Landing criteria (any video connector must meet all, so this is not a forever-defer): (1) entity-rich — named people / orgs / events; (2) HF-streamable or cache-aware-downloadable; (3) ships text annotations (transcript / caption / description) so agentic-to-text needs no live model; (4) acceptable license. The likely source is broadcast-news / hearing transcripts found via full-text search, not the download charts.
Consequences¶
- Three real connectors (text / audio / relational) exercise documents, speech, and a clean shared-key relational schema — covering distinct shapes and sizes and the entity-resolution path (ADR-0016).
- The adapter seam makes the video connector a drop-in when a dataset meets the criteria; no architecture change is owed.

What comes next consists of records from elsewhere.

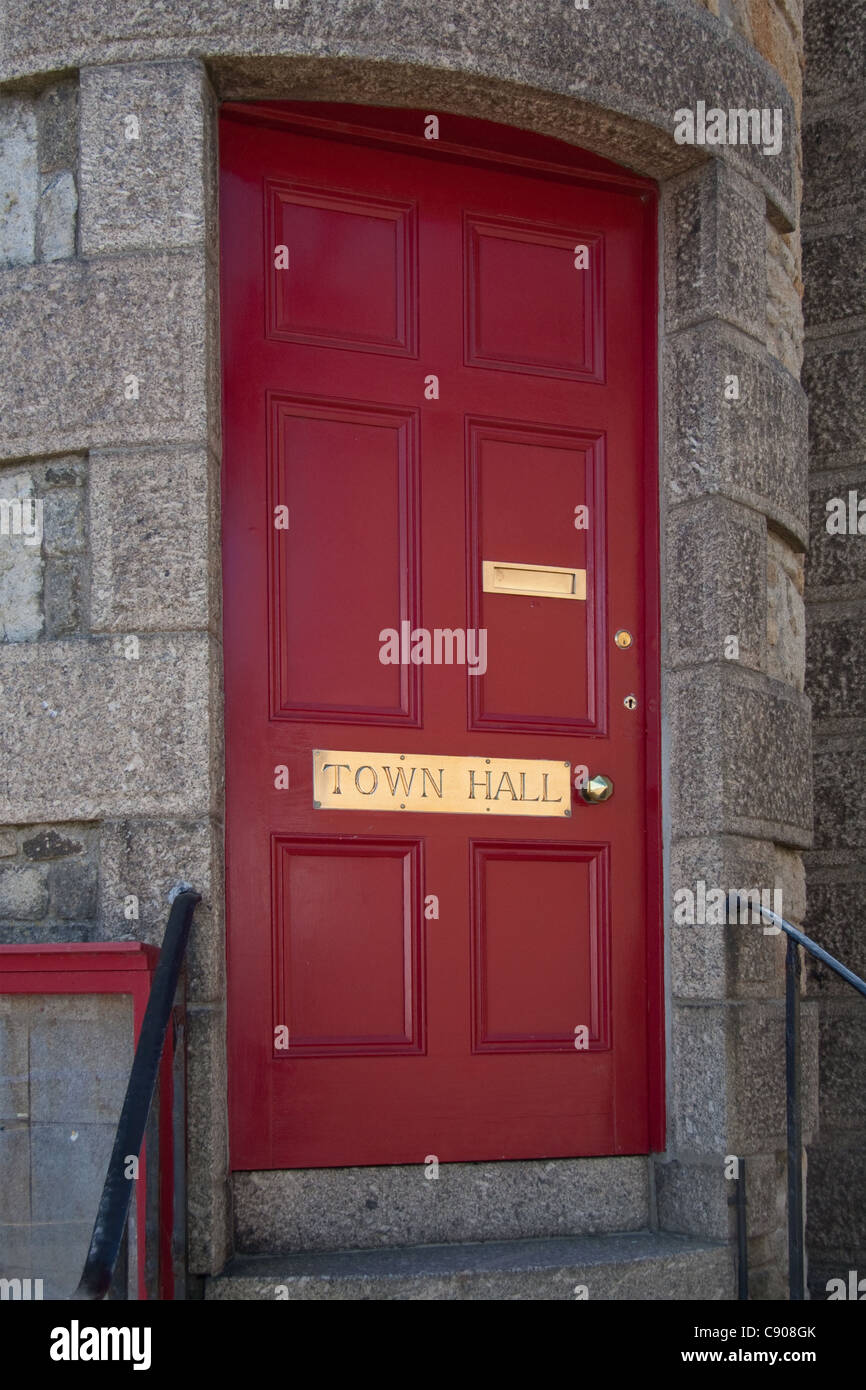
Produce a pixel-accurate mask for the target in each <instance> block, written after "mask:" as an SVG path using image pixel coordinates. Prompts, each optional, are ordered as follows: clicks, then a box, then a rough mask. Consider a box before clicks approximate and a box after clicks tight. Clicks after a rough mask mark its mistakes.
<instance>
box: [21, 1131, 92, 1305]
mask: <svg viewBox="0 0 866 1390" xmlns="http://www.w3.org/2000/svg"><path fill="white" fill-rule="evenodd" d="M107 1165H108V1159H107V1158H106V1168H107ZM104 1176H106V1175H104V1172H103V1177H101V1179H100V1183H99V1187H97V1188H96V1193H95V1198H93V1212H92V1213H88V1216H86V1219H83V1220H70V1222H49V1223H47V1225H44V1226H33V1229H32V1234H31V1268H32V1270H33V1276H35V1277H39V1279H42V1280H43V1297H44V1298H53V1300H58V1301H65V1300H68V1298H71V1295H72V1293H74V1290H75V1289H76V1287H78V1280H79V1279H81V1276H82V1272H83V1268H85V1259H86V1258H88V1250H89V1247H90V1236H92V1234H93V1220H95V1218H96V1204H97V1202H99V1194H100V1190H101V1183H103V1180H104ZM85 1205H86V1204H83V1202H82V1204H81V1207H82V1209H83V1207H85Z"/></svg>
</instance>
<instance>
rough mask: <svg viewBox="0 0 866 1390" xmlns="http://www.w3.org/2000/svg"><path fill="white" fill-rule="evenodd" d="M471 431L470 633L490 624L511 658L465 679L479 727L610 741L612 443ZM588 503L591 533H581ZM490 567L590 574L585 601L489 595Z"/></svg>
mask: <svg viewBox="0 0 866 1390" xmlns="http://www.w3.org/2000/svg"><path fill="white" fill-rule="evenodd" d="M467 428H468V439H467V460H468V500H467V512H468V521H470V573H468V594H470V626H471V627H484V628H487V632H488V649H489V651H500V652H510V653H512V656H513V660H510V662H499V663H491V664H489V669H488V671H487V673H485V674H484V676H473V677H468V676H467V681H468V695H470V702H471V712H473V727H482V728H502V730H513V731H514V733H524V731H525V733H528V731H530V730H535V731H538V733H541V731H546V733H550V734H591V733H603V731H605V728H606V726H607V710H606V705H605V703H602V702H603V699H605V691H606V666H607V663H606V651H605V645H603V641H601V638H602V635H603V632H605V595H606V589H607V584H606V574H605V543H603V542H605V528H603V516H605V438H603V435H602V434H601V432H599V434H595V435H591V434H587V432H585V431H584V432H581V431H577V430H574V431H564V430H548V428H545V427H544V425H537V427H535V428H528V427H527V425H525V424H523V425H521V424H517V423H514V421H493V420H485V421H481V420H470V421H468V423H467ZM527 478H532V486H531V488H527V485H525V482H527ZM516 498H520V506H514V499H516ZM580 506H585V507H587V509H588V520H589V525H588V528H585V530H584V528H581V530H577V528H575V525H574V521H575V509H577V507H580ZM581 520H582V518H581ZM485 559H487V560H505V562H509V563H513V562H523V563H527V564H538V563H544V564H556V566H563V567H566V569H567V567H577V569H584V570H587V581H588V588H587V602H585V603H584V602H577V600H575V602H570V600H563V599H559V598H542V596H530V595H513V594H485V592H484V591H482V562H484V560H485Z"/></svg>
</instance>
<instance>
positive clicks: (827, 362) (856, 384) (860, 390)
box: [803, 334, 866, 468]
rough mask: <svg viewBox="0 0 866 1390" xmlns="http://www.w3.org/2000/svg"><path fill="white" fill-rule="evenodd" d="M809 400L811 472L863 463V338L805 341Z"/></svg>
mask: <svg viewBox="0 0 866 1390" xmlns="http://www.w3.org/2000/svg"><path fill="white" fill-rule="evenodd" d="M803 388H805V389H806V392H808V395H809V455H810V459H812V467H813V468H815V467H831V466H833V463H834V460H837V459H840V461H841V463H847V461H848V459H849V456H851V461H855V457H856V461H859V463H862V449H863V439H865V438H866V334H853V335H851V334H845V335H844V336H842V338H827V339H823V338H815V339H810V341H809V346H808V350H806V357H805V360H803Z"/></svg>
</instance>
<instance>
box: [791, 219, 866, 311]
mask: <svg viewBox="0 0 866 1390" xmlns="http://www.w3.org/2000/svg"><path fill="white" fill-rule="evenodd" d="M863 242H865V238H863V236H862V235H860V231H859V228H858V229H856V231H849V232H840V231H835V232H827V234H824V235H823V236H817V235H816V236H808V238H805V240H803V281H805V286H806V288H805V295H803V311H805V316H806V321H808V324H809V327H810V328H816V327H817V325H828V324H835V325H838V327H840V328H842V329H844V328H848V327H851V325H852V322H853V324H855V325H856V322H858V321H862V320H866V245H863Z"/></svg>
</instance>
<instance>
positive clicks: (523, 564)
mask: <svg viewBox="0 0 866 1390" xmlns="http://www.w3.org/2000/svg"><path fill="white" fill-rule="evenodd" d="M482 578H484V592H485V594H530V595H532V596H534V598H546V599H585V598H587V571H585V570H564V569H563V567H562V566H559V564H510V563H507V562H506V560H484V562H482Z"/></svg>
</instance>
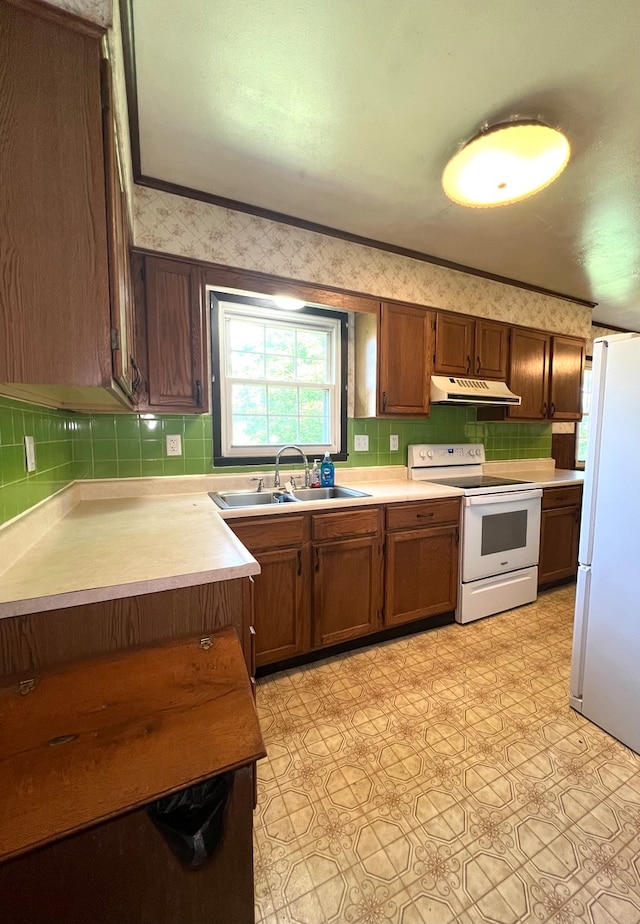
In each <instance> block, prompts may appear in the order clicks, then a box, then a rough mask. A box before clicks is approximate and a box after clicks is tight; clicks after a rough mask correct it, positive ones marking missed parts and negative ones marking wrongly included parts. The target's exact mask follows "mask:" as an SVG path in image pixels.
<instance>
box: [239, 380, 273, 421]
mask: <svg viewBox="0 0 640 924" xmlns="http://www.w3.org/2000/svg"><path fill="white" fill-rule="evenodd" d="M231 402H232V405H233V412H234V415H235V414H266V412H267V389H266V386H265V385H241V384H237V385H232V386H231Z"/></svg>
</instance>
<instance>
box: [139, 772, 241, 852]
mask: <svg viewBox="0 0 640 924" xmlns="http://www.w3.org/2000/svg"><path fill="white" fill-rule="evenodd" d="M230 790H231V776H230V774H228V773H226V774H221V775H220V776H214V777H212V778H211V779H209V780H204V781H203V782H202V783H196V784H195V785H194V786H188V787H187V788H186V789H182V790H181V791H180V792H176V793H174V794H173V795H171V796H164V797H163V798H162V799H156V801H155V802H150V803H149V804H148V805H147V813H148V815H149V818H151V820H152V821H153V823H154V824H155V826H156V827H157V828H158V830H159V831H160V832H161V833H162V835H163V837H164V839H165V840H166V842H167V843H168V844H169V846H170V847H171V849H172V850H173V852H174V853H175V855H176V856H177V857H178V859H179V860H180V862H181V863H183V864H184V865H185V866H190V867H197V866H202V864H203V863H205V862H206V861H207V860H208V859H209V857H211V856H212V854H213V852H214V851H215V849H216V847H217V846H218V844H219V843H220V840H221V838H222V834H223V830H224V809H225V806H226V804H227V797H228V795H229V792H230Z"/></svg>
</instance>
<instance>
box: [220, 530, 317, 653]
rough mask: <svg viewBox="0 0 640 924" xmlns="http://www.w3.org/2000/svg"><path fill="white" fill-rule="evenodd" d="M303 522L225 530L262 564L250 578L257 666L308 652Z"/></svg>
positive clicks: (306, 605)
mask: <svg viewBox="0 0 640 924" xmlns="http://www.w3.org/2000/svg"><path fill="white" fill-rule="evenodd" d="M306 524H307V518H306V517H305V516H297V515H287V516H275V517H259V518H247V519H243V520H238V519H233V520H229V521H228V523H227V525H228V526H229V527H230V528H231V529H232V530H233V532H234V533H235V534H236V536H237V537H238V539H239V540H240V541H241V542H242V543H243V545H245V546H246V547H247V549H249V551H250V552H251V554H252V555H253V556H254V557H255V558H256V559H257V561H258V562H259V564H260V568H261V571H260V574H257V575H256V576H255V578H254V597H253V620H254V623H253V624H254V627H255V630H256V635H255V656H256V665H257V666H258V667H261V666H262V665H264V664H271V663H273V662H274V661H280V660H283V659H284V658H291V657H293V656H294V655H296V654H300V653H301V652H302V651H305V650H307V649H308V648H309V631H308V625H309V620H308V617H307V611H308V607H307V604H306V600H307V597H306V593H305V582H306V581H308V579H309V569H308V567H307V565H306V560H307V554H308V552H307V548H308V547H307V546H306V545H305V530H306Z"/></svg>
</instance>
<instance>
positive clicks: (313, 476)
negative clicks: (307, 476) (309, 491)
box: [311, 459, 320, 488]
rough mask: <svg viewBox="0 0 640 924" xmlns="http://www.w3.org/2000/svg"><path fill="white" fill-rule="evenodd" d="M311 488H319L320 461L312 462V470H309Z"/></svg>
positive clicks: (319, 480) (317, 460)
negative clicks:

- Honest framing: Ariadne is demonstrated multimodal (text + audio + relational) today; "video" is a documented, criteria-gated next step rather than a shipped box-check.
Sources¶
- Enron / WorldSpeech / Lahman dataset cards on the HF Hub (linked from the
adapters in
src/ariadne/datasets/). - HF "most downloads" video listing (2026-06): robotics / gesture / training / benchmark dominated — surveyed during selection.